Improving algorithms in specs

Hello spec editors, contributors, and spec authoring tools authors,

Reffy [1], the crawler that powers the cross-references database used in 
Bikeshed and Respec, now also extracts algorithms from specs (see 
extracts in Webref [2]). This makes analyses and automated detection of 
problems possible, at least in theory. First automated analysis of 
algorithm steps that run in parallel reveals that it's easy to get 
things wrong when a Promise or an event is involved [3]. Dom and I are 
planning to file spec issues to report detected problems, on a 
semi-automated basis using Strudy [4], as we already do for broken 
links.

Looking beyond this first analysis, various improvements could be 
considered to make it easier to detect bugs early on and write correct 
algorithms.
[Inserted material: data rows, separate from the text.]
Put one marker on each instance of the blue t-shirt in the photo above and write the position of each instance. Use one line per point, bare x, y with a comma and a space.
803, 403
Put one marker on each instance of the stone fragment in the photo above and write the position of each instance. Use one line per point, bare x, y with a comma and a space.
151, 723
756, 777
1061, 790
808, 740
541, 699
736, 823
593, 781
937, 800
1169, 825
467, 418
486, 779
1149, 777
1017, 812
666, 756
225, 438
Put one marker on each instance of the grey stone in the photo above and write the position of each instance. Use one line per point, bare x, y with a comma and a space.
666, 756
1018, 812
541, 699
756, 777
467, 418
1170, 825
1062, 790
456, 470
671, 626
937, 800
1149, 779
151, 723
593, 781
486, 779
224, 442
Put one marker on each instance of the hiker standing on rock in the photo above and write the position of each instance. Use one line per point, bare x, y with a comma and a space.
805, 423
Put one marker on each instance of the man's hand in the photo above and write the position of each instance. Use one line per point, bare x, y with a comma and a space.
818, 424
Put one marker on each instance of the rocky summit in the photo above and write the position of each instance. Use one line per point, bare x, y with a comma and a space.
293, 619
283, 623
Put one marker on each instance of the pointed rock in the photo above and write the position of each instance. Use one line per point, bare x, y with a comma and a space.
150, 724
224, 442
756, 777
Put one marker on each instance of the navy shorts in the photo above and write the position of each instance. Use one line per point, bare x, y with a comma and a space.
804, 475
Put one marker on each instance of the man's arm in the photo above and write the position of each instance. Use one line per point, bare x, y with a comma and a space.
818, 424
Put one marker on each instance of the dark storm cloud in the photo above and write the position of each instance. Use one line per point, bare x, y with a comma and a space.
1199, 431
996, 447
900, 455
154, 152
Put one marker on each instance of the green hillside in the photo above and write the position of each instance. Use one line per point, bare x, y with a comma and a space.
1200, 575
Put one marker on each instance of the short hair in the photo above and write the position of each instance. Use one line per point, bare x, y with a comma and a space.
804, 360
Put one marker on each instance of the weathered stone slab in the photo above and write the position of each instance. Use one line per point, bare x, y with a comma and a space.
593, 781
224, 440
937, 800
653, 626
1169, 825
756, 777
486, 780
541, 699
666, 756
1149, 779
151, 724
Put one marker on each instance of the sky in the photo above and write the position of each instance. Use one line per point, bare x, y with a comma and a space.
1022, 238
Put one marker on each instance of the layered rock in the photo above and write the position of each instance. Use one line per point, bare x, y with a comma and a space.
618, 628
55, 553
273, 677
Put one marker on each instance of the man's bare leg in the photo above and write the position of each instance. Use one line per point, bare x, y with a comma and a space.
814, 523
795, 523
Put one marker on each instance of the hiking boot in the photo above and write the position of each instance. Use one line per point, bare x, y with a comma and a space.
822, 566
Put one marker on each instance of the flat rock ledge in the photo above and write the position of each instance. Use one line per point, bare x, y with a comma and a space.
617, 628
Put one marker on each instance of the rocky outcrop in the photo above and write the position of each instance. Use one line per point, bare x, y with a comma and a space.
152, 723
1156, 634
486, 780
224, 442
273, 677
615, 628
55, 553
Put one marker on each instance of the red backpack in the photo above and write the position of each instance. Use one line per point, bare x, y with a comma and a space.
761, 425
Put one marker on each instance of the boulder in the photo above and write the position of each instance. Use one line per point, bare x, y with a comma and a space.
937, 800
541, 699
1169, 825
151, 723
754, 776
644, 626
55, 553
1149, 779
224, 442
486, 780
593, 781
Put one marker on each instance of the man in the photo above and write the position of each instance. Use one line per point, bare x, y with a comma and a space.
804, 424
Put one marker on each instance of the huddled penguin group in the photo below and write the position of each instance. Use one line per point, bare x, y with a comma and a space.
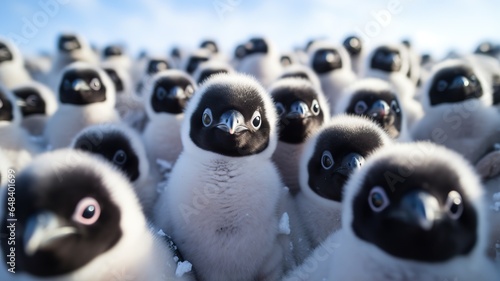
335, 161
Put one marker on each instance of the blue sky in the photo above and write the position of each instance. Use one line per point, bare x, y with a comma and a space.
433, 26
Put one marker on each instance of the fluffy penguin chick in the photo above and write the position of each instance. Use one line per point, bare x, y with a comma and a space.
458, 111
86, 97
80, 220
333, 66
165, 103
302, 110
123, 148
220, 204
375, 99
261, 60
341, 147
37, 103
413, 212
14, 140
12, 70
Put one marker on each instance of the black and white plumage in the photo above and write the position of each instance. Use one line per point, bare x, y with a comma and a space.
377, 100
86, 97
414, 212
12, 70
81, 220
302, 110
220, 204
333, 67
458, 111
341, 147
37, 103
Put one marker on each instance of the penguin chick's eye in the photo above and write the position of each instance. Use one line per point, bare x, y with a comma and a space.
454, 205
256, 120
360, 107
327, 160
395, 106
120, 157
315, 107
378, 199
95, 84
87, 211
206, 118
280, 109
442, 85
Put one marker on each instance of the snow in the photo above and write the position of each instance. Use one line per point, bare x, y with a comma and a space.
284, 226
182, 268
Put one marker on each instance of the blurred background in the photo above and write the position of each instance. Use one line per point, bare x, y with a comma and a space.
434, 27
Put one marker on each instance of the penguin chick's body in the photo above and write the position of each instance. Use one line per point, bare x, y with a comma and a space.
76, 203
302, 110
329, 158
220, 204
86, 97
333, 67
414, 212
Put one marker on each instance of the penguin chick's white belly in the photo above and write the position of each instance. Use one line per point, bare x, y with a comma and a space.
224, 216
68, 120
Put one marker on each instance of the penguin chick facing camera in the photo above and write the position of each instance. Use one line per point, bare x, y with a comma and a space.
220, 204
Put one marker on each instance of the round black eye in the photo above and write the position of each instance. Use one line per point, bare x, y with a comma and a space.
280, 109
256, 120
454, 205
360, 107
315, 107
120, 157
95, 84
327, 160
207, 117
378, 199
161, 93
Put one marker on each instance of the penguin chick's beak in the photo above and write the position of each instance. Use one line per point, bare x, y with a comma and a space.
232, 122
298, 110
418, 208
42, 229
80, 85
350, 163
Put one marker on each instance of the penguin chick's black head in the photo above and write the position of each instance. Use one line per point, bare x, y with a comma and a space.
31, 101
454, 84
6, 107
299, 110
171, 93
387, 59
230, 119
64, 220
339, 150
5, 53
82, 86
68, 43
382, 107
325, 60
114, 146
423, 216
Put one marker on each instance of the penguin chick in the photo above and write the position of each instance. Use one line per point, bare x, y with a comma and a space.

Some are listed below. We're seeking input on what's doable 
or worth exploring. If you have stories of bugs that you uncovered and 
fixed in algorithms that could perhaps be detected automatically, we're 
also interested!

Some possible improvements to consider:

1. Converge on a common way to flag, define, and reference algorithms.
Reffy currently needs to rely on a number of heuristics to extract 
algorithms and extraction is far from perfect (some limitations are 
noted as TODO notes in [5]).

a) Flagging algorithms
Bikeshed supports an `algorithm` attribute to flag algorithms. Respec 
supports `class="algorithm"`, but that is more used to identify the 
actual algorithm steps. These mechanisms are used inconsistently for 
now, or not at all.

b) Defining algorithms
Infra describes conventions for algorithms [6], including ways to define 
them. These conventions are also used inconsistently or not at all. From 
a spec authoring perspective, it's not clear what definition type to use 
(`abstract-op` looks good and is sometimes used, but there are lots of 
definitions that use the `dfn` type). There is also no common mechanism 
to precisely define the parameters that algorithms may take.

c) Referencing algorithms
Different specs use different wording to call algorithms and pass 
parameters. This makes it harder to "follow" variables, inputs and 
outputs, across algorithms.

2. Converge on constructs.
Specs have mostly converged on using possibly nested ordered lists to 
describe algorithm steps. That's good! There remain divergences on the 
way common constructs such as "if/then/else" or "try/catch" get written. 
Similarly, some specs mix different operations within a single step 
while others use more atomic specs. There's a balance to be found 
between readability and formalism. More readability is better for 
readers and is usually more compact. More formalism is better for 
automated parsing and analyses.

3. Converge on terms and actions used in algorithms.
While exploring heuristics to detect algorithm steps and distinguish 
them from a simple list of items, I started building a list of actions 
that appear at the beginning of steps [7]. That reveals the many verbs 
that specs use to tell implementers what needs to be done. Some have 
formal definitions. The meaning of others is more fuzzy. Ideally, the 
meaning of all operations would be normatively defined somewhere. For 
example, steps that run in parallel should mainly reference terms 
defined in Infra (such steps are not supposed to manipulate observable 
JavaScript objects).

To ease the burden on spec authors, it would be fantastic if progress on 
the above did not entail more work on their part. That is what spec 
authoring tools excel at, and another reason why we're seeking input.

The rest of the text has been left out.